P.S. Off-topic / might I suggest a look at LPA, good figures there
this morning. But as always DYOR.
Actually invested in this and Tyratech and think this is a good move for both. Vamousse is a strong differentiated product in this segment, with USPs that will appeal to parents and a good presence already in UK grocers and in the big chains in the US. Good foundation for Alliance to build on.
Seems a reasonable acquisition, hopefully our reach can boost sales.
Have to admit I had never heard of Vamousse, but having never having head lice (as far as I know) why would I?
Still under the radar
APH is now the largest holding in my portfolio. In the frothy bull market we
are in, I feel comfortable with this not-overrated, calmly behaved steady
I have also a decent stake in INSE where for me much the same applies
(undervalued IMO) plus I can see a decent rise in the offing there,
imminent I would say. But as always DYOR.
Agree entirely ws,
Has everything I look for in a company, have to admit I followed them after seeing the naked trader was buying in post eu referendum.

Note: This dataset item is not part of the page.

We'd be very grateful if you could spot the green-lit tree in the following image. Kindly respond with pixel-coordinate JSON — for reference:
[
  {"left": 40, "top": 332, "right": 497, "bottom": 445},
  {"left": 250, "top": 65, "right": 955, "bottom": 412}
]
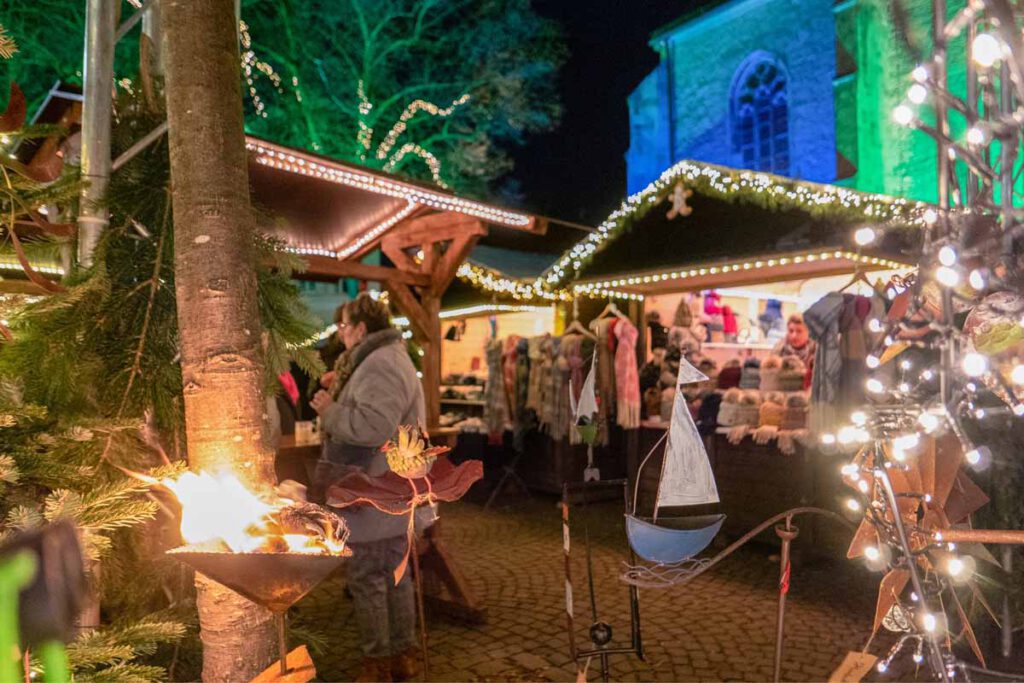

It's one of those that seemed too good to be true, I looked and looked and looked but couldn't see any chinks in the armour. The only ? was the slightly high debt following the Sinclair acquisition, that is now under control.
Very happy with my purchase and think this has years of growth yet. Only regret is I didn't buy more when we were sub 50p!
H1 Results show steady sales progress and excellent cash flow.
I do like APH's no-nonsense accounts, no sneaky hidden things, all
facts honest & plain for all to see.
I hold APH long term (dividends beat bank interest, and there is
near constant sensible growth.
Share Crazy - Have a look at OPG Power (OPG), should I prove to
be correct in my views/comments there, then a substantial can't be too
far away there. But as always take care and DYOR.]
As for APH, I reckon we'll see 55p+ there in the not too distant future,
not a race horse, just a quiet docile work horse.
In the stocks & sh\ares investment world, no one sails along without mistakes.
I consider it a mistake to be selling APH. When the market takes a tumble
(which could happen any day) then established healthcare stocks like APH
are likely to suffer least. In my view, APH is a steady ship to sail on.
Games - The diclectiin issue is disappointing but by no means
disastrous. The share price need not go down as much as it has,
I reckon that we'll see a bottom at around 49p and then a
gradual rise again to region 52+. After all, the company's profits
are rising nicely without diclectin and the Dividend is good and
also rising nicely.
In recent days two big sellers have sold. Today's news it seems wasn't too detrimental according to the company. There wasn't volume to the sell off. If it moves below the 100 day moving average I will consider a short to hedge my long. What do you think?
Winning -- I'll take a look and it certainly seems to have some good history, however, I'm not usually a big fan of consulting companies as they tend to be expensive people wise, high operationally, especially when business turns south.
The only investment made since dropping AZN-GSK and Rathbones is OPG Power Ventures -- not a huge position and it's a strange choice for me, it being coal oreintated (moving into solar) but the fundamentals look good and it's incredibly undervalued if not a tad heavy ion debt.
It's highlighted by the Slater Growth Fund. -- see OPG board.
Games - After your sales of AZN and GSK you will have cash-funds to invest,
have a look at INSE for great growth potential as well a good dividends, as
well as, in my view, being jolly sound and quite safe.
well it looks a little safer than Astra and GSK this morning -- I'm glad to be out of both with a good profit and hopefully away from a substantial big downside if AZN's new drug doesn't work -- it's ominous that Sorryhat is leaving, if true, at a time when it should be imminent glory.
Perhaps he sees it failing and he'll then look like a chump for turning down the Pfizer deal.
Selling GSK for me was more to do with the declining ROCE over 5 years and the fact that the full effect of the recent off patent big drugs have still to take effect whilst new stuff is going to find it hard to be sufficient in terms of replacement business.